Buying up US treasuries, as the European Central Bank (ECB) found previously with Eurobonds, has a potential to create unintended consequences that can harm some parts of the market while helping others. The US action, designed to spur economic growth through increasing the money supply and thereby making it easier for businesses to borrow money, is undertaken by “buying” mortgage-backed and US Treasury securities from member banks, providing them with credits in return. It is understood that the US Federal Reserve plans to purchase up to $500 billion of US treasuries and up to $200 billion of mortgage-backed securities over the coming months.

However, taking these assets effectively out of circulation can harm those organisations that need to borrow them. Data from FIS’ Astec Analytics shows that borrowing of US treasuries increased from around £385 billion at the start of January to a peak of $472 billion in late March, before falling back slightly to around $460 billion at the end of the month. Over the same period, utilisation grew from just under 24 percent to a peak of 28 percent. Adjusting for price appreciation, utilisation grew around 20 percent faster than volume, suggesting the start of a contracting supply base. Indeed, availability of US treasuries peaked at around $1.75 trillion in mid-March, but has since fallen back, dropping some 9 percent to just under $1.6 trillion.

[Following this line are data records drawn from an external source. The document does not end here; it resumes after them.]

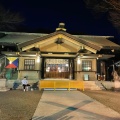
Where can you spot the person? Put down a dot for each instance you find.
(116, 78)
(25, 83)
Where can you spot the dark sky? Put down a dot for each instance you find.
(48, 14)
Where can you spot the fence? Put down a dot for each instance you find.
(54, 84)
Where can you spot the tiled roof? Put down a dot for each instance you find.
(24, 39)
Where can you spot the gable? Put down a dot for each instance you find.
(69, 43)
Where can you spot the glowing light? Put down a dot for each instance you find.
(10, 62)
(38, 59)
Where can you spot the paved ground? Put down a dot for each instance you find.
(18, 105)
(72, 105)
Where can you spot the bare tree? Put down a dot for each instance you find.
(109, 7)
(9, 20)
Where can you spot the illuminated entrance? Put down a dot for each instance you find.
(56, 68)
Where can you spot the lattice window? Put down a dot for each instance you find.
(29, 64)
(86, 65)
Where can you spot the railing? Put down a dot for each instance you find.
(70, 84)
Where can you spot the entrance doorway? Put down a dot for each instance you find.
(56, 68)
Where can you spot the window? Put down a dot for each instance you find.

The drop in bank base rates and the reduction in supply both combined with the increased demand to borrow high-quality liquid assets (HQLA), such as US treasuries, to force rebate rates to fall from around 160 basis points at the end of February to just 25 at the end of March. As the Federal Reserve begins buying up bonds, it may well drive supply down by as much as 30 percent, assuming most of its purchased bonds are from lending funds. This would drive utilisation to rise even further and rebates even lower.

The ECB has also launched a quantitative-easing programme, in addition to its Asset Purchasing Programme (APP). This new programme, the Pandemic Emergency Purchase Programme (PEPP), has up to €750 billion at its disposal, and will target the same securities as were eligible under the APP (national, regional and local government bonds as well as certain corporate debt, ranging from one to 30 years maturity). The PEPP will also include Greek government bonds that had previously been excluded. In addition, the assets purchased under the PEPP will be eligible for securities lending operations, potentially easing the supply of euro denominated HQLA in the market.

National governments have also been flexing their bank accounts when it comes to supporting employers and businesses, underwriting wages for both workers and the self-employed. Not everyone is or can be covered; many companies already on the edge have fallen into administration and more will likely follow as the global lockdown continues. Short sellers have been demonised in the press, just as they were during the financial crisis, with short selling bans being put in place by a number of jurisdictions around the world, desperate to be seen to be doing something to shore up their markets. This is despite the abundance of research that proves such moves increase volatility, price bubbles and trading spreads, damaging the very markets they are intended to protect.

If business bankruptcies continue, logic would suggest that there may be enough defaults to begin to threaten the lenders themselves. The extensive support being provided by governments across the globe may be enough to keep us from a bank default and all that might entail, but until then it is important everyone knows where their next piece of collateral is coming from and how expensive it might be to deliver it, and to keep trust flowing around the system as well as HQLAs.